List<Bar> bars = new ArrayList<>(1000000);
for (int i = 0; i < 1000000; i++) {
Bar bar = new Bar();
bar.f1 = "s" + i;
bar.f2 = LongStream.range(0, 10).boxed().collect(Collectors.toList());
bars.add(bar);
}
foo.f4 = bars;

// Serialize to row format (can be zero-copy read by Python)
BinaryRow binaryRow = encoder.toRow(foo);

// Deserialize entire object
Foo newFoo = encoder.fromRow(binaryRow);

// Zero-copy access to nested fields without full deserialization
BinaryArray binaryArray2 = binaryRow.getArray(1); // Access f2 field
BinaryArray binaryArray4 = binaryRow.getArray(3); // Access f4 field
BinaryRow barStruct = binaryArray4.getStruct(10); // Access 11th Bar element
long value = barStruct.getArray(1).getInt64(5); // Access nested value

// Partial deserialization
RowEncoder<Bar> barEncoder = Encoders.bean(Bar.class);
Bar newBar = barEncoder.fromRow(barStruct);
Bar newBar2 = barEncoder.fromRow(binaryArray4.getStruct(20));

Python

from dataclasses import dataclass
from typing import List, Dict
import pyarrow as pa
import pyfory

@dataclass
class Bar:
f1: str
f2: List[pa.int64]

@dataclass
class Foo:
f1: pa.int32
f2: List[pa.int32]
f3: Dict[str, pa.int32]
f4: List[Bar]

encoder = pyfory.encoder(Foo)
foo = Foo(
f1=10,
f2=list(range(1000_000)),
f3={f"k{i}": i for i in range(1000_000)},
f4=[Bar(f1=f"s{i}", f2=list(range(10))) for i in range(1000_000)]
)

# Serialize to row format
binary: bytes = encoder.to_row(foo).to_bytes()
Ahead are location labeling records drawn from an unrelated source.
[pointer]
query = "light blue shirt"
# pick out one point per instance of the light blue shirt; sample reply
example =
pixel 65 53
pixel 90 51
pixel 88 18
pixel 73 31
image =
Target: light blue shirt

# Zero-copy random access without full deserialization
foo_row = pyfory.RowData(encoder.schema, binary)
print(foo_row.f2[100000]) # Access element directly
print(foo_row.f4[100000].f1) # Access nested field
print(foo_row.f4[200000].f2[5]) # Access deeply nested field

For more details on row format, see Java Row Format Guide or Python Row Format Guide.